Columbia Athletics Celebrates Black History Month; A Look Back at Ben Johnson '39CC
2/10/2016 2:21:00 PM | General
Benjamin Washington Johnson, also known as the Columbia Comet, was once the world's fastest man.
As a first-year at Columbia in 1934, Ben Johnson was quick to make a name for himself by upsetting Ralph Metcalfe, the world record holder in the 100-yard dash and eventual Olympic gold medalist. Johnson also helped the Lions win the freshman mile relay with a 49-second quarter-mile at the Penn Relays.
The next year, Johnson beat Metcalfe, Eulace Peacock, and the famed Jesse Owens for the indoor AAU 60-meter championship, matching Owens' record of 6.6 seconds in the process. Unfortunately, Johnson's missed most of the season with a torn hamstring.
With a healthy hamstring the following summer, Johnson was ready to take on Owens and others at the Olympic Trials for a spot on the American Olympic team competing in the 1936 games in Berlin. However, the day did not turn out in Johnson's favor, as he pulled up after two strides in the first heat of the day with a strained muscle. Johnson was unable to compete in the trials and Jessie Owens went on to become the hero of the games.
As people in America called for a boycott of the 1936 Olympic games due to Germany violating Olympic rules forbidding discrimination based on race and religion, Johnson spoke up. Johnson called for the people to “put their own house in order before criticizing other,” claiming the problem of discrimination in the U.S. was more significant to Americans. Ben citied the case of Jimmy Johnson, an African-American track star from Illinois State as an example of racial discrimination in American Athletics. Jimmy Johnson was not placed on the American Olympic team in 1932, although he “logically deserved a post according to the way the team is chosen.” Ben Johnson went on to point out other cases of discrimination in the American South, furthering his point that the American people had problems to fix on their own soil before worrying about problems in Europe.
Missing the Olympics was not the end of the Columbia Comet. In 1937, Johnson went on to win the AAU and IC4A titles, along with the NCAA 220-yard championship (21.3). He was the first athlete in the 20th century to win three events at the IC4A Championship, winning the 100- and 220-yard dashes and the broad jump.
Johnson then went overseas for a European tour following the 1937 track season. Famed track and field journalist Jesse Abramson wrote in the New York Herald Tribune, “Then Johnson went abroad, beat the pick of Europe, sweeping 11 of 12 races, returning a world- record 10.2 for 100 meters twice with a favoring breeze. John P. Nicholson of Notre Dame, manager-coach on that European tour, called him the world's finest after seeing him run week after week in small towns, in world capitals, on good tracks and bad.”

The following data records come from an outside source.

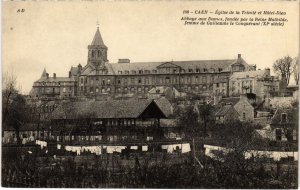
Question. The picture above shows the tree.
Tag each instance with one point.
(205, 112)
(14, 107)
(187, 120)
(296, 70)
(283, 67)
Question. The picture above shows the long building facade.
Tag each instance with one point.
(99, 78)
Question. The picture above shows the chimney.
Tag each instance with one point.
(124, 61)
(268, 71)
(79, 68)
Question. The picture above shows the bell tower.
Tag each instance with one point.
(97, 51)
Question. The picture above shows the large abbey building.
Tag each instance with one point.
(99, 78)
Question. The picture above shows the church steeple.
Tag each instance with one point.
(97, 55)
(97, 41)
(44, 74)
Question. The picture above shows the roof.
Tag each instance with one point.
(223, 110)
(97, 40)
(231, 100)
(165, 106)
(56, 79)
(91, 70)
(105, 109)
(196, 64)
(248, 74)
(74, 71)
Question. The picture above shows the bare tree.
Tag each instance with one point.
(283, 67)
(296, 70)
(9, 90)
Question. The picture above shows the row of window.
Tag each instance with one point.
(140, 89)
(54, 83)
(170, 70)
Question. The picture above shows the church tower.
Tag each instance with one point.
(97, 51)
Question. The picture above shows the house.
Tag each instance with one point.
(243, 105)
(134, 120)
(226, 113)
(285, 124)
(259, 82)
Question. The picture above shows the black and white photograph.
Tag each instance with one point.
(150, 94)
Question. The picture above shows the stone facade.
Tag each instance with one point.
(53, 87)
(259, 82)
(99, 78)
(245, 109)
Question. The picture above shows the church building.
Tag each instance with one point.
(100, 78)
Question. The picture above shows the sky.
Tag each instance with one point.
(55, 35)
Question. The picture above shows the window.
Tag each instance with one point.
(278, 134)
(167, 79)
(283, 117)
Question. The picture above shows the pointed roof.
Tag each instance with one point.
(44, 74)
(97, 41)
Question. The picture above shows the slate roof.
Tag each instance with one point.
(250, 74)
(164, 105)
(74, 71)
(197, 64)
(56, 79)
(231, 100)
(102, 109)
(223, 110)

In 1938, the Columbia Comet put a final stamp on his career with an outstanding performance at The 1938 Melrose Games in Madison Square Garden. In front of 17,000 fans, Johnson ran 6.2, 6.1 and 6.0 in the 60-yard dash, tying the world record, breaking it, then breaking it again. “With his final performance,” Abramson wrote, “he wiped out all recorded 60-yard records, on boards, on dirt, with and without starting blocks, surpassing the feats of Loren Murchison, Jesse Owens, Ralph Metcalfe, Eddie Tolan, Emmett Toppino and all others.” Voted the outstanding performer by a panel of eight sportswriters, Johnson was hailed as “world's fastest human.”
The rest of his senior season was lost because of a case of the measles, but he did sweep the 100- and 220-yard dashes at White City Stadium in London before 70,000 fans that summer.
With no professional track and field at the time, Johnson began to teach history and coach track after graduation from Columbia in 1939. Johnson then enlisted in the Army in December of 1942 and fought for his country in Germany in World War II. He ended his Army career in the mid-1950s among the nation's first black colonels.
Johnson was inducted into the Columbia Athletics Hall of Fame in 2006.